# Code development: pytest and pip

*Davide Gerosa (Milano-Bicocca)*

**Sources**: Michael Zingale at Stony Brook University: https://sbu-python-class.github.io

# Part 1. Share your own package 

In [1]:
import os, sys

So far, we've been writing our code all in Jupyter.  But when it comes
time to write code that we want to reuse, we want to put it into a
standalone `*.py` file.

Then we can load it on in python (or Jupyter) and use the capabilities
it provides or make it a standalone program that can be run from the
command line.

Jupyter is great for interactive explorations and sharing your workflow with others
in a self-contained way.  But if there is an operation that you do over and over,
you should put it into a separate module that you import.  That way you only need to
maintain and debug a single instance of the function, and all your workflows can reuse it.


## Editors

There are a number of popular editors for writing python source.  Some
popular ones include:

* VS Code: https://code.visualstudio.com/
* spyder: https://www.spyder-ide.org/
* emacs / vi


## Standalone module

Here's a very simply module (lets call it `hello.py`):

```python
def hello():
    print("hello")

if __name__ == "__main__":
    hello()
```

There are two ways we can use this.

* Inside of python (or jupyter), we can do:

  ```python
  import hello
  hello.hello()
  ```

* From the command line, we can do:

  ```python
  python hello.py
  ```

Additionally, on a Unix system, we can add:

```python
#!/usr/bin/env python3
```

to the top and then mark the file as executable, via:

```bash
chmod a+x hello.py
```

allowing us to execute it simply as:

```bash
./hello.py
```

Here we see how the `__name__` variable is treated by python:

* If we import our module into python, then `__name__` is set to the module name
* If we run the module from the command line, then `__name__` is set to `__main__`


## Changing module contents

If we make changes to our module file, then we need to re-import it.  This can be done as:

```python
import importlib
example = importlib.reload(example)
```


# Command line arguments

For standalone programs, we often want to have our program take
command line arguments that affect the runtime behavior of our
program.  There are a variety of mechanisms to do this in python, but
the best option is the [argparse
module](https://docs.python.org/3/library/argparse.html).

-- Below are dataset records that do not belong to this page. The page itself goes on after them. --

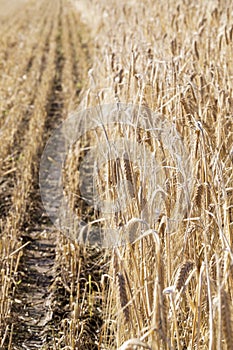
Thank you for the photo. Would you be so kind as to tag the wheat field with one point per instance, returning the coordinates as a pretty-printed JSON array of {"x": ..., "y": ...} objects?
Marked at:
[{"x": 162, "y": 182}]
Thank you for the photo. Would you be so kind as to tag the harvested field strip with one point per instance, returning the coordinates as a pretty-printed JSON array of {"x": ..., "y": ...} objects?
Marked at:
[
  {"x": 16, "y": 46},
  {"x": 20, "y": 114},
  {"x": 37, "y": 278},
  {"x": 16, "y": 81}
]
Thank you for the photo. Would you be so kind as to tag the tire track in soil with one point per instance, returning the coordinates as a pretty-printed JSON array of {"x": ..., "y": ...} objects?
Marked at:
[
  {"x": 32, "y": 309},
  {"x": 7, "y": 183}
]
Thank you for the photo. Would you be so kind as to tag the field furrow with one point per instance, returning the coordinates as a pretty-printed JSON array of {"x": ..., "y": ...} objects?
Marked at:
[{"x": 134, "y": 248}]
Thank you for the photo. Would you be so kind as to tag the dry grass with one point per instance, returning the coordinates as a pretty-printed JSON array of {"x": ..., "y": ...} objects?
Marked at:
[{"x": 172, "y": 287}]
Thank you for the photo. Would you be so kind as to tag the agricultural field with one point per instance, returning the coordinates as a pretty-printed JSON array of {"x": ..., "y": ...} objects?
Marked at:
[{"x": 116, "y": 181}]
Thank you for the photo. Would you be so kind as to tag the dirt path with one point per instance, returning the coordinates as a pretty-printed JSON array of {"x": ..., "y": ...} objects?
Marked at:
[{"x": 52, "y": 75}]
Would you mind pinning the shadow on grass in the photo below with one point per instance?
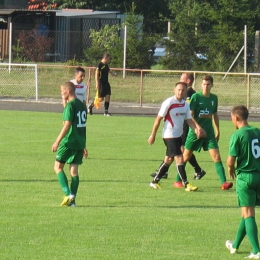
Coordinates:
(154, 206)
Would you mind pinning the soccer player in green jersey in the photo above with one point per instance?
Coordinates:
(204, 109)
(70, 144)
(244, 149)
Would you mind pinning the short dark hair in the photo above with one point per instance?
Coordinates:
(189, 76)
(208, 78)
(241, 112)
(181, 83)
(68, 85)
(79, 69)
(106, 55)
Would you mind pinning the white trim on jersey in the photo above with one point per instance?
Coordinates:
(80, 90)
(174, 113)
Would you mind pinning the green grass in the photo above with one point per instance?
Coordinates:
(118, 215)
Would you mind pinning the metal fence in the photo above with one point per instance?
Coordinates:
(138, 88)
(69, 47)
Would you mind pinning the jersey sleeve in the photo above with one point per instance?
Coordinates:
(164, 108)
(188, 115)
(215, 110)
(68, 112)
(233, 146)
(193, 102)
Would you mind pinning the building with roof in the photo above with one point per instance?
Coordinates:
(67, 30)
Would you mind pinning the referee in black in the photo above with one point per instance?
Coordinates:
(102, 84)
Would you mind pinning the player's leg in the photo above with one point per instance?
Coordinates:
(199, 173)
(75, 161)
(74, 185)
(100, 99)
(186, 155)
(166, 159)
(107, 99)
(164, 166)
(250, 199)
(62, 178)
(161, 172)
(182, 173)
(215, 155)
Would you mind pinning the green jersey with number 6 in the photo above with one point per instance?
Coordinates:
(244, 144)
(203, 108)
(75, 112)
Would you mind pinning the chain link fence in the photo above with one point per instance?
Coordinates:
(71, 48)
(138, 88)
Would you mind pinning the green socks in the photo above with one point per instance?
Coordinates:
(252, 232)
(64, 183)
(220, 171)
(74, 185)
(241, 232)
(247, 227)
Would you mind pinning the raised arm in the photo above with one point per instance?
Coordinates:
(156, 125)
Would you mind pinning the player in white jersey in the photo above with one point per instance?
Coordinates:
(80, 87)
(174, 111)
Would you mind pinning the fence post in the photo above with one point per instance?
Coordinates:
(248, 91)
(141, 89)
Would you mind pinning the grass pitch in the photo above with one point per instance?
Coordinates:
(118, 215)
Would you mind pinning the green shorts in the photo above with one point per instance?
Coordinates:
(194, 144)
(70, 156)
(248, 189)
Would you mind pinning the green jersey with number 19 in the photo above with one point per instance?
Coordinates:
(75, 112)
(203, 108)
(244, 144)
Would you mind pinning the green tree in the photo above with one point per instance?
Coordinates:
(105, 40)
(155, 12)
(211, 27)
(138, 44)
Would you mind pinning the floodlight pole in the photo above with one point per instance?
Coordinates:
(245, 49)
(10, 45)
(124, 62)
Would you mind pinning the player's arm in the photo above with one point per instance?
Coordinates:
(216, 124)
(156, 125)
(199, 131)
(231, 166)
(112, 73)
(97, 76)
(63, 132)
(64, 102)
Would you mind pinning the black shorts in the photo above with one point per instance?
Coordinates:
(173, 146)
(185, 132)
(104, 89)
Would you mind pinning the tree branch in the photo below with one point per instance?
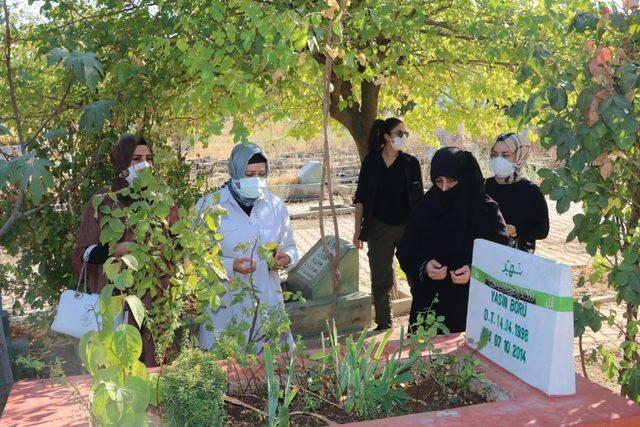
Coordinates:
(471, 62)
(53, 115)
(7, 62)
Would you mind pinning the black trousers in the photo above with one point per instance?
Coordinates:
(382, 242)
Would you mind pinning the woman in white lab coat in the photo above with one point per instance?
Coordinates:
(255, 218)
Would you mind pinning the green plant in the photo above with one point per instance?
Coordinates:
(362, 380)
(177, 265)
(192, 389)
(278, 401)
(585, 101)
(121, 389)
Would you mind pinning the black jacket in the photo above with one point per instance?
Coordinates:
(369, 180)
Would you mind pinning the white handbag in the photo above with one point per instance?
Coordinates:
(78, 312)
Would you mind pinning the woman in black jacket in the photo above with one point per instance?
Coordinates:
(437, 247)
(520, 200)
(389, 185)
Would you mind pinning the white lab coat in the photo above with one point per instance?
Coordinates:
(269, 222)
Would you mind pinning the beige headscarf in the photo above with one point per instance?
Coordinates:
(521, 152)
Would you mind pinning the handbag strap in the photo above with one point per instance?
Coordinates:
(83, 277)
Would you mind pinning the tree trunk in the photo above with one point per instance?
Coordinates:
(357, 118)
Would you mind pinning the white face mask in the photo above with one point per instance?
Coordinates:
(133, 170)
(502, 167)
(251, 188)
(398, 142)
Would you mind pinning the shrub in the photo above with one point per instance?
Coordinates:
(193, 389)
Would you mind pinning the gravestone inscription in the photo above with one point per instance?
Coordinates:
(520, 315)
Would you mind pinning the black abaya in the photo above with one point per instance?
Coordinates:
(443, 226)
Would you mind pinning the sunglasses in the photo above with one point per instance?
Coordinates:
(504, 136)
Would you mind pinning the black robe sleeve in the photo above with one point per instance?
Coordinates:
(363, 182)
(537, 228)
(492, 226)
(411, 252)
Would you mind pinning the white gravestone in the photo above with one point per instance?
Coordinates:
(521, 311)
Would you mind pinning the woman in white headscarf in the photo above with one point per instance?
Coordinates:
(255, 218)
(521, 202)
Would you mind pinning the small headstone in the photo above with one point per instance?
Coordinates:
(310, 173)
(309, 319)
(521, 310)
(312, 275)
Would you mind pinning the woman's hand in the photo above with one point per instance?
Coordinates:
(461, 276)
(435, 270)
(244, 265)
(359, 244)
(122, 249)
(281, 260)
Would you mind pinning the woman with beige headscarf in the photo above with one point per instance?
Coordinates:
(521, 202)
(130, 155)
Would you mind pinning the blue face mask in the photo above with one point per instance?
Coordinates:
(134, 169)
(251, 188)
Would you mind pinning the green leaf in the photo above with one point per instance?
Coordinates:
(557, 97)
(156, 389)
(131, 261)
(524, 72)
(56, 133)
(631, 378)
(86, 68)
(123, 280)
(136, 307)
(127, 344)
(140, 391)
(583, 21)
(4, 130)
(94, 116)
(57, 55)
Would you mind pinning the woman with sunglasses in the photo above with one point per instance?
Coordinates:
(389, 185)
(437, 248)
(521, 202)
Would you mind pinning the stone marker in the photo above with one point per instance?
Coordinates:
(312, 277)
(308, 319)
(310, 173)
(521, 310)
(312, 274)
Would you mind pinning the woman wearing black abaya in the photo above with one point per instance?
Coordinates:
(437, 246)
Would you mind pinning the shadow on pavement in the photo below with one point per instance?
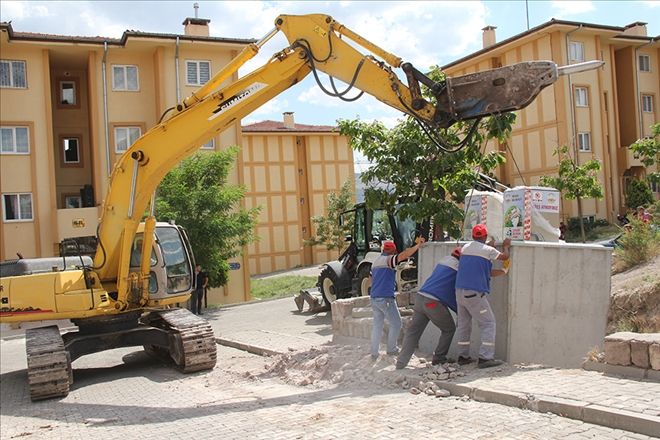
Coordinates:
(127, 414)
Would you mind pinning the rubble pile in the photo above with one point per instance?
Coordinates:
(353, 366)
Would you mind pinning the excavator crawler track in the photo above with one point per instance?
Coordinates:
(49, 365)
(194, 347)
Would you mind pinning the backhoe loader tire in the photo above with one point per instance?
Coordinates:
(364, 282)
(328, 285)
(49, 365)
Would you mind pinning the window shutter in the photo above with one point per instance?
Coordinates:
(204, 72)
(191, 72)
(118, 82)
(131, 78)
(18, 73)
(5, 78)
(22, 144)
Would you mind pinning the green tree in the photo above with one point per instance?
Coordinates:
(196, 194)
(638, 193)
(330, 231)
(409, 166)
(576, 182)
(648, 151)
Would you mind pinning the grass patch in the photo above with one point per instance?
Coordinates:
(278, 287)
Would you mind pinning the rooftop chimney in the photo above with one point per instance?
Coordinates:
(198, 27)
(288, 120)
(637, 28)
(489, 36)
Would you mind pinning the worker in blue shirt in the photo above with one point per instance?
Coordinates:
(383, 303)
(433, 302)
(472, 289)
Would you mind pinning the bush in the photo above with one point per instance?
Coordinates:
(639, 243)
(638, 193)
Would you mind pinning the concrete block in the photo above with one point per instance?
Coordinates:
(562, 407)
(639, 354)
(362, 312)
(403, 299)
(501, 397)
(621, 419)
(654, 356)
(622, 336)
(617, 352)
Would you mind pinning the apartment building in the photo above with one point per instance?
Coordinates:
(598, 113)
(70, 106)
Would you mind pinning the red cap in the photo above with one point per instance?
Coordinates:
(479, 231)
(389, 247)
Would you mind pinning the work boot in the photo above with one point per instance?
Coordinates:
(437, 360)
(488, 363)
(464, 360)
(298, 299)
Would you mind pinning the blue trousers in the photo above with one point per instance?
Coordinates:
(385, 309)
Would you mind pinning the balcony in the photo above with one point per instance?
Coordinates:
(77, 222)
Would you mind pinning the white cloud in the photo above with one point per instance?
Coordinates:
(569, 8)
(22, 10)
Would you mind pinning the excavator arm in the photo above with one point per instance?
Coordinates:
(316, 43)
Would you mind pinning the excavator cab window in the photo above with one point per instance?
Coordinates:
(136, 252)
(177, 261)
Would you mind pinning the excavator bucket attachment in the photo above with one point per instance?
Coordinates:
(493, 91)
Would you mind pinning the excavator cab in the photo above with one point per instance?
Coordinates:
(172, 262)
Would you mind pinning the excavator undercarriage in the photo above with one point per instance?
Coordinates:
(174, 334)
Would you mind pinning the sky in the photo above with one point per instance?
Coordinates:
(424, 33)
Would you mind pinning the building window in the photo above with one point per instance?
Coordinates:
(12, 74)
(124, 78)
(581, 97)
(644, 63)
(14, 140)
(72, 202)
(655, 186)
(17, 207)
(647, 103)
(576, 51)
(71, 150)
(197, 72)
(68, 92)
(210, 145)
(125, 137)
(584, 141)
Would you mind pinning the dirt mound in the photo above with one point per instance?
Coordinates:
(635, 299)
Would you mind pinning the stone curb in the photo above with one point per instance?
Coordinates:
(574, 409)
(622, 370)
(261, 351)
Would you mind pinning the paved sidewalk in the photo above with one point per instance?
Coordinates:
(275, 327)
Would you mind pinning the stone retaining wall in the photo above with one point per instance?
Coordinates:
(352, 317)
(640, 350)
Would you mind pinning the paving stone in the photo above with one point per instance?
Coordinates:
(654, 356)
(639, 354)
(617, 352)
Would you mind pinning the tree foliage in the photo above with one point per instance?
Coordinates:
(329, 232)
(576, 182)
(638, 193)
(409, 167)
(647, 150)
(196, 194)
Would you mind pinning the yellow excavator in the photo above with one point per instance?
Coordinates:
(126, 295)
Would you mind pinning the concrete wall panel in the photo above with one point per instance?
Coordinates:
(551, 308)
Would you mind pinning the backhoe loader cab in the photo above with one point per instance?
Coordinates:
(349, 275)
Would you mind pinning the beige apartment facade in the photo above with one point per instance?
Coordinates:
(70, 106)
(597, 114)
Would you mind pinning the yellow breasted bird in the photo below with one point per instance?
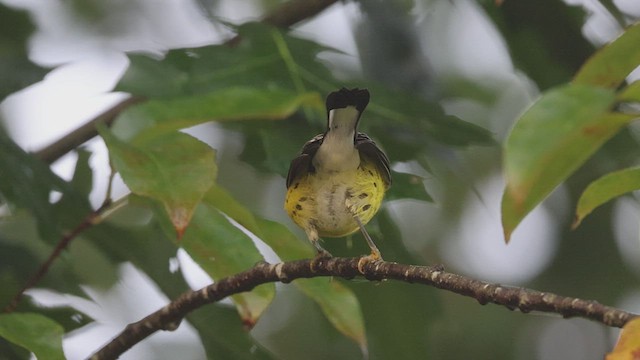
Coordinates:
(337, 182)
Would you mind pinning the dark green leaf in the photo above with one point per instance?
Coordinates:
(18, 72)
(630, 93)
(407, 186)
(131, 234)
(222, 249)
(337, 302)
(604, 189)
(27, 182)
(234, 103)
(610, 66)
(550, 141)
(34, 332)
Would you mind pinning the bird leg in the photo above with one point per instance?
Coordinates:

Here's an example of using `argparse` to take a variety of options:


In [2]:
# %load argparse_example.py


```python
#!/usr/bin/env python3

# to get usage: use -h
import argparse


def setup_args():

    # simple example of argparse

    parser = argparse.ArgumentParser()
    parser.add_argument("-a", help="the -a option", action="store_true")
    parser.add_argument("-b", help="-b takes a number", type=int, default=0)
    parser.add_argument("-c", help="-c takes a string", type=str, default=None)
    parser.add_argument("--darg", help="the --darg option", action="store_true")
    parser.add_argument("--earg", help="--earg takes a string", type=str, metavar="test",
                        default="example string")

    # extra arguments (positional)
    parser.add_argument("extras", metavar="extra", type=str, nargs="*",
                        help="optional positional arguments")

    return parser.parse_args()


if __name__ == "__main__":

    args = setup_args()


    if args.a:
        print("-a set")
    print(f"-b = {args.b}")
    print(f"-c = {args.c}")
    if args.darg:
        print("--dargs set")
    print(f"--earg value = {args.earg}")

    print(" ")
    print("extra positional arguments: ")
    if len(args.extras) > 0:
        for e in args.extras:
            print(e)
```

A nice feature of `argparse` is that it automatically generates help for us.  If
we place the above code in `argparse_example.py` then we can do:

In [3]:
os.system('python argparse_example.py --help');

usage: argparse_example.py [-h] [-a] [-b B] [-c C] [--darg] [--earg test]
                           [extra ...]

positional arguments:
  extra        optional positional arguments

options:
  -h, --help   show this help message and exit
  -a           the -a option
  -b B         -b takes a number
  -c C         -c takes a string
  --darg       the --darg option
  --earg test  --earg takes a string


# Paths

How does python find modules?  It has a [search order](https://docs.python.org/3/tutorial/modules.html#the-module-search-path):

* current directory

* `PYTHONPATH` environment variable (this follows the same format as
  the shell `PATH` environment variable)

* System-wide python installation default path (usually has a
  `site-packages` directory)

We can look at the path via ``sys.path``.  On my machine I get:

In [4]:
sys.path

['/Users/dgerosa/Documents/reps/scientificcomputing_bicocca_2023/lectures',
 '/opt/homebrew/Cellar/python@3.11/3.11.4_1/Frameworks/Python.framework/Versions/3.11/lib/python311.zip',
 '/opt/homebrew/Cellar/python@3.11/3.11.4_1/Frameworks/Python.framework/Versions/3.11/lib/python3.11',
 '/opt/homebrew/Cellar/python@3.11/3.11.4_1/Frameworks/Python.framework/Versions/3.11/lib/python3.11/lib-dynload',
 '',
 '/Users/dgerosa/box/lib/python3.11/site-packages']

You can add things explicitly to my the `PYTHONPATH` shell variable.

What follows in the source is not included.